U.S. oil company ConocoPhillips is aiming to collect some $115 million that Jamaica's government owes Venezuela to partly enforce a $2 billion arbitral award, Jamaican court records showed on Aug. 4.
The development comes as creditors seeking to collect debts owed by Venezuela or state oil company PDVSA increasingly eye assets held outside of the United States, where the government is protecting from seizure the refiner Citgo Petroleum Corp.—the crown jewel of Venezuela's overseas assets.
Conoco is seeking to enforce an arbitral award from the International Chamber of Commerce over the South American country's 2007 expropriation of its assets.
It is among several companies aiming to seize Citgo shares, as well as PDVSA funds held in Portugal's Novo Banco.
The funds Conoco is targeting in Jamaica are debts that the island nation's government has not yet repaid to OPEC-member Venezuela for loans made under the largely-defunct Petrocaribe program, in which the PDVSA provided oil to Caribbean countries on generous credit terms.
A court on July 15 granted Conoco's request that a receiver be appointed to "collect and take control" of the funds" and distribute them to (Conoco) in satisfaction of the Award." It was not immediately clear when Conoco would receive the funds, which total around $115 million.
Jamaica's government said it is willing to pay Venezuela but has not been able to due to U.S. sanctions on PDVSA, the records show. The Jamaican government has in the meantime set aside the funds in an escrow account.
Conoco did not reply to a request for comment. Neither Jamaica's finance ministry nor its attorney general responded to questions from Reuters.
PDVSA and Venezuela's information ministry did not respond to requests for comment.
Shortly after winning the arbitration award in 2018, Conoco began seizing PDVSA products from the Isla refinery in Curacao. The two companies reached a payment agreement in August of that year, and Venezuela paid some of the money in cash and commodities before it defaulted again, according to Conoco.

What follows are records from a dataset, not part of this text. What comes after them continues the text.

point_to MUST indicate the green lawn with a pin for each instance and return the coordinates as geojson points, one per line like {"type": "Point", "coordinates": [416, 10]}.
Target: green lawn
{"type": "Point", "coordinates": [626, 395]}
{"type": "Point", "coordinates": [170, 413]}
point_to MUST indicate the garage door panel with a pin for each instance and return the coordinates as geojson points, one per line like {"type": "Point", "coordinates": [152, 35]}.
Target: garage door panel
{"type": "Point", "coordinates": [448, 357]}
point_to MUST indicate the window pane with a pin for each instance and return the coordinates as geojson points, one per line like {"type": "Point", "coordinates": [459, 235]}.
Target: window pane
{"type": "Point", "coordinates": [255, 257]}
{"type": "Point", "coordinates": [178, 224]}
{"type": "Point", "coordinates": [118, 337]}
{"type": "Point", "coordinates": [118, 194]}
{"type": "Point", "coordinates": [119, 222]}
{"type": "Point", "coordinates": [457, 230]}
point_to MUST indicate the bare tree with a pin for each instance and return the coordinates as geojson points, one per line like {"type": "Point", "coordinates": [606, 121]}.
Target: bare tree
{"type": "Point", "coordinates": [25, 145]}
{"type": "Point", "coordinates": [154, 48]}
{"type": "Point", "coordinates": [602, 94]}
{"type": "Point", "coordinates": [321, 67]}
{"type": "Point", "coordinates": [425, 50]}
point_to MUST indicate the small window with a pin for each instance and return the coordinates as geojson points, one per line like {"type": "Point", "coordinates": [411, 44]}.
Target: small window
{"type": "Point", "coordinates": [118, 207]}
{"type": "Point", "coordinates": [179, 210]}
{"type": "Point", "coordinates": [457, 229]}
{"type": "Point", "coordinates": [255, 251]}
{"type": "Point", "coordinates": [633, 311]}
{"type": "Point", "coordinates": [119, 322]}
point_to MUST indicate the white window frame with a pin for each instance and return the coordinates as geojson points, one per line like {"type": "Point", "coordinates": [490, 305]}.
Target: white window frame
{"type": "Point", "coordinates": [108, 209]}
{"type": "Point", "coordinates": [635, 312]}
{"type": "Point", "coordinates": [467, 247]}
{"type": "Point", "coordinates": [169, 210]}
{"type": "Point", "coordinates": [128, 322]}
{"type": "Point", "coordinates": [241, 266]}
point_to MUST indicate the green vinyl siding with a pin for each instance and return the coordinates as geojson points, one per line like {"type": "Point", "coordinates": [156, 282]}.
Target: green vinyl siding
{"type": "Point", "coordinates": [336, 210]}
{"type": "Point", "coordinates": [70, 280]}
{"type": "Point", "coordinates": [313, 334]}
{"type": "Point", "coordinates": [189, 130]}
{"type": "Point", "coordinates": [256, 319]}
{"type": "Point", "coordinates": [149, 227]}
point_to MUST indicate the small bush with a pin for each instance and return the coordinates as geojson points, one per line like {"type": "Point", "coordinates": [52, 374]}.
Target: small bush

As of March 31, Conoco had received approximately $754 million of the award and had resumed legal enforcement actions to try to collect the rest, a corporate filing shows.
To be sure, Jamaica's Petrocaribe debt amounts to a small portion of Venezuela's outstanding debt to Conoco.
But Washington is currently shielding Citgo as part of a bid to support the South American country's political opposition, which has controlled the company since 2019, leading to doubts about creditors' ability to attach the company's shares anytime soon.
"Every little bit helps, especially because there's not much going on in the United States," said Russ Dallen, managing partner of boutique investment bank Caracas Capital Markets.